I’ve often since then felt that my best work has had something to do with the transmission of an alien perspective, that perhaps this was partly the meaning of my fourteen-year-old’s vision of the very flat, very graphic glyph over the mountains. My perspective and the alien one are often similar, if we’re not the same thing. But we are also very different, and that is why I find its perspective so fascinating.

It is important to make note of the fact that my pursuit of this particular muse has almost never brought me any success commercially. On occasion, in certain fine art contexts, it has inspired some critical acclaim. But in my career as a graphic designer, it has almost never brought me, beyond the deep personal satisfaction and the excitation of trying to experience and communicate this thing, into anything but conflict with those that I am working for, with their worldly agendas and expectations. Perhaps that is my childish inability to see beyond my own goals toward my paying clients’ or employers’ needs, toward what I have actually been employed for. Perhaps what I call this muse of the alien perspective is really something far less exotic and much more commonly neurotic. Certainly that would be my ex-wife’s way of seeing things. But despite the possibility of an overly-rich fantasy life, there may be something more complex at work. Whatever it is, it does not seem much concerned with my adaptation to the conditions of societal norms.

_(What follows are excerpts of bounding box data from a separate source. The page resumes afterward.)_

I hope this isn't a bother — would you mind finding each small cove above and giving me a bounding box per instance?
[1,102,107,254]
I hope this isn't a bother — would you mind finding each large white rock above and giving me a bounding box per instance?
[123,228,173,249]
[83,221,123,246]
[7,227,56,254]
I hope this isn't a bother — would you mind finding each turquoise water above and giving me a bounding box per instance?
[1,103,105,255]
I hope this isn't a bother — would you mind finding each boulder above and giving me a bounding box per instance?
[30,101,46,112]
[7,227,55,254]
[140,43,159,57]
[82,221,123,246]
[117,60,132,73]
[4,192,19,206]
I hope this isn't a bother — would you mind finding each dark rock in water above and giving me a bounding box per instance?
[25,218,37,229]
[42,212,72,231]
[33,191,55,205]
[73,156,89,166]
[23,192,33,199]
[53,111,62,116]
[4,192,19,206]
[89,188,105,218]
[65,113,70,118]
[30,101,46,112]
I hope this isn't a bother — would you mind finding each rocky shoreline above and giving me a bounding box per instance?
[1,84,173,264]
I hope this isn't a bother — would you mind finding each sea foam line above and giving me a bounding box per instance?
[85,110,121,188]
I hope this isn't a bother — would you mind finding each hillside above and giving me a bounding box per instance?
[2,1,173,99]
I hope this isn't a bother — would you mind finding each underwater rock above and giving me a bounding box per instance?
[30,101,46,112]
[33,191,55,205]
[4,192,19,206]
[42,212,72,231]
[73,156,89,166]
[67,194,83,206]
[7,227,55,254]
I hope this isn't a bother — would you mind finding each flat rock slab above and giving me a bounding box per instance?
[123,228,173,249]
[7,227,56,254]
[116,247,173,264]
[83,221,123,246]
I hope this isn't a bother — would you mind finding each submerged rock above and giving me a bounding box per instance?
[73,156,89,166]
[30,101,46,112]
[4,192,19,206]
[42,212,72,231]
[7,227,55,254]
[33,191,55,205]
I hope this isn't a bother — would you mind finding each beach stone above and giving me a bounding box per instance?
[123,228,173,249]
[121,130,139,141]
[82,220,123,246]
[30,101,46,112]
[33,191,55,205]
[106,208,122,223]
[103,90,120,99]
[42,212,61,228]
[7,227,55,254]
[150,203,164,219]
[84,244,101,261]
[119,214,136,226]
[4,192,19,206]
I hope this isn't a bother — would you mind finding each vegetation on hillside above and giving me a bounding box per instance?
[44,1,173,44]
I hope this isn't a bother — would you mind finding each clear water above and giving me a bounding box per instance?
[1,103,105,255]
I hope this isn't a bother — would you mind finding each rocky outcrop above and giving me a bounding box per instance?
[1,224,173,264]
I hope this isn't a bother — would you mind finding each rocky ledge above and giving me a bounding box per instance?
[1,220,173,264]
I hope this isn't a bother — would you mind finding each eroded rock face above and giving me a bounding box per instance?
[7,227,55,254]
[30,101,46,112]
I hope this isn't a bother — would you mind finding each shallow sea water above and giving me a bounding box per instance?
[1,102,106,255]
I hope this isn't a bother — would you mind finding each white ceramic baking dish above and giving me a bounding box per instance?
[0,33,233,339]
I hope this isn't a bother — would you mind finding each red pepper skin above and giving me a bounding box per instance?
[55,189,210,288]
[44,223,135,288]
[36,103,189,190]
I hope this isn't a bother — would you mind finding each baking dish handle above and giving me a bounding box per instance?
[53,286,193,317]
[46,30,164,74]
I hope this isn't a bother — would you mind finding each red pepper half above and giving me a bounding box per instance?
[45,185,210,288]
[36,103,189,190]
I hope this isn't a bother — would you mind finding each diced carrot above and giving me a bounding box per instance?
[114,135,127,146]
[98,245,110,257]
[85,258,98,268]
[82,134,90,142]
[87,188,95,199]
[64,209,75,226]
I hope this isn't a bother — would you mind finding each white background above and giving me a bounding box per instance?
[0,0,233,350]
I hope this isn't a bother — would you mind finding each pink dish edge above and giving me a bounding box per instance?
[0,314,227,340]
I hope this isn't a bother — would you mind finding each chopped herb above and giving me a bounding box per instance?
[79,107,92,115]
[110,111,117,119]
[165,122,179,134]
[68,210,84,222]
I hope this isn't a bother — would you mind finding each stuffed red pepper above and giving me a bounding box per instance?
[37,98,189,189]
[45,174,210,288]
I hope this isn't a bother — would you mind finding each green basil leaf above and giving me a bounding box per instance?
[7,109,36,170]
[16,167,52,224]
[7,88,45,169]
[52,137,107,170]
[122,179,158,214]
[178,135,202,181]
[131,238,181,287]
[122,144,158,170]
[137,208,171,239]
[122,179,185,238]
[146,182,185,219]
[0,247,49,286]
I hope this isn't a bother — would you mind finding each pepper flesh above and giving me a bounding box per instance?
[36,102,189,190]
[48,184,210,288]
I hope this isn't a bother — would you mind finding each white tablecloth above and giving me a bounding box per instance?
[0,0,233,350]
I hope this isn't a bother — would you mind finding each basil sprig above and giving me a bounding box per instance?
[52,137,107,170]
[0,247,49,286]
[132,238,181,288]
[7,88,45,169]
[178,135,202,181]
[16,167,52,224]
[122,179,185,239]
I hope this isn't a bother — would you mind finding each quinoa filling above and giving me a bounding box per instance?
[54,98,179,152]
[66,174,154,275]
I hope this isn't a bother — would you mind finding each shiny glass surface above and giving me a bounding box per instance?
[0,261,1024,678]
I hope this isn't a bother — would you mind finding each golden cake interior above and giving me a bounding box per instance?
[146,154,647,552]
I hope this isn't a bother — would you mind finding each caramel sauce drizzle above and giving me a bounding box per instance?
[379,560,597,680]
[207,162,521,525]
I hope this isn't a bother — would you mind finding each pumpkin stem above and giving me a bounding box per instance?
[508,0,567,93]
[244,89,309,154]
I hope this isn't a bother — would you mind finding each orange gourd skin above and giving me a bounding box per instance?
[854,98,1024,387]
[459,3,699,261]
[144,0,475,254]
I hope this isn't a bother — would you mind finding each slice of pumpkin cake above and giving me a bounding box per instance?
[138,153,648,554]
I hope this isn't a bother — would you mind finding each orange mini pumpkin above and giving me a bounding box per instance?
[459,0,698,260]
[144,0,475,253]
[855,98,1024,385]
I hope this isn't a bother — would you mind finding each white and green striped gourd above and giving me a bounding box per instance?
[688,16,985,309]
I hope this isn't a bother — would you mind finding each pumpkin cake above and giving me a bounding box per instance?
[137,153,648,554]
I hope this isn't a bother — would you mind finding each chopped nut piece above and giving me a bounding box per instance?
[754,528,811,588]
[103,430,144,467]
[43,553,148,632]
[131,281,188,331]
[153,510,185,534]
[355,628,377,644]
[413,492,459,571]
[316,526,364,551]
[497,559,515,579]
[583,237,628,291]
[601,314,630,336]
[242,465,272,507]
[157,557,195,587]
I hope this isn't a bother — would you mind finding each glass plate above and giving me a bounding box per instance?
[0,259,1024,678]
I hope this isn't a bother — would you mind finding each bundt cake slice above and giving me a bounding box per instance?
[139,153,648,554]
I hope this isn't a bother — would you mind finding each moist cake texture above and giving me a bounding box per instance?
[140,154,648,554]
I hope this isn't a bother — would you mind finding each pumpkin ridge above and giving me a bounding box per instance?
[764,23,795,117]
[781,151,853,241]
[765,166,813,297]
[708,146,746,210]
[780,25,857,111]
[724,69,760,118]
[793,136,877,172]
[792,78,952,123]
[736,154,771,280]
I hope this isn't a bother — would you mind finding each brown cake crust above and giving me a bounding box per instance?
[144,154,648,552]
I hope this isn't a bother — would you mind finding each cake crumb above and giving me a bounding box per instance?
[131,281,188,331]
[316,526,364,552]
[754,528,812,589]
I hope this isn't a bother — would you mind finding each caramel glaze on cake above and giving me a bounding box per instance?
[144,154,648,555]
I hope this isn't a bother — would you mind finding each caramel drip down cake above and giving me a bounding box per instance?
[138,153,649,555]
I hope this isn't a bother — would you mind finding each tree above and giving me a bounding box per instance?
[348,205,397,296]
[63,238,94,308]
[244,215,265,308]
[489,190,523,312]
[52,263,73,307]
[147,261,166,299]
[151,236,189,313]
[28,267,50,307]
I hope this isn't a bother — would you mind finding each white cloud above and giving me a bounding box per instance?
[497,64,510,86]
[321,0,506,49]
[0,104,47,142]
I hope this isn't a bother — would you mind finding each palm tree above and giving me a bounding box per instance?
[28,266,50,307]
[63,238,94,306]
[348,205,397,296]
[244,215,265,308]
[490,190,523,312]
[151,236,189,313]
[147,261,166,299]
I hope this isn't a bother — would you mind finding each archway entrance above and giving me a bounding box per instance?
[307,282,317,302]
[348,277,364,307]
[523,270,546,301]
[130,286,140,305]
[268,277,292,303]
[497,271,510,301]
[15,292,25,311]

NOTE: In his essay by “The Path of the Numinous – Living and Working with the Creative Muse” Jonathan Zap very precisely articulates this same dynamic within the creative personality, both in terms of its (the internal Muse’s) essential otherness and need for expression through the medium of the artist, and for the sense of disregard if not outright antagonism it has for the requirements of the quotidian. I couldn’t say for sure now if I’d heard this essay previous to my writing the above entry, but probably I had. What I describe in this implied context of the alien or UFO experience is a well-worn path of the mind relating to itself, although this invalidates the approach to the alien only insofar as the alien is considered as entirely and only literally. But I think that anyone who has experienced it, in whatever form, knows there is more to it than that. In my relation to what I experience as the alien, which is largely a relationship of creative imagination, the alien may very well be literal, but it is also certainly an intrapsychic phenomenon. It is my current thread of narrative exploration (or ‘hermeneutic’ as Jeffrey Kripal expresses it) that the wholly other, which the alien by definition is, is something existing holographically within myself, the dark side of the psyche, as well as the light in the sky, the color surface, the ephemeral movement, the sense of being watched, the derangement of the real. It is potentially both/and – myself while at the same time itself, whatever either of these ‘things’ are.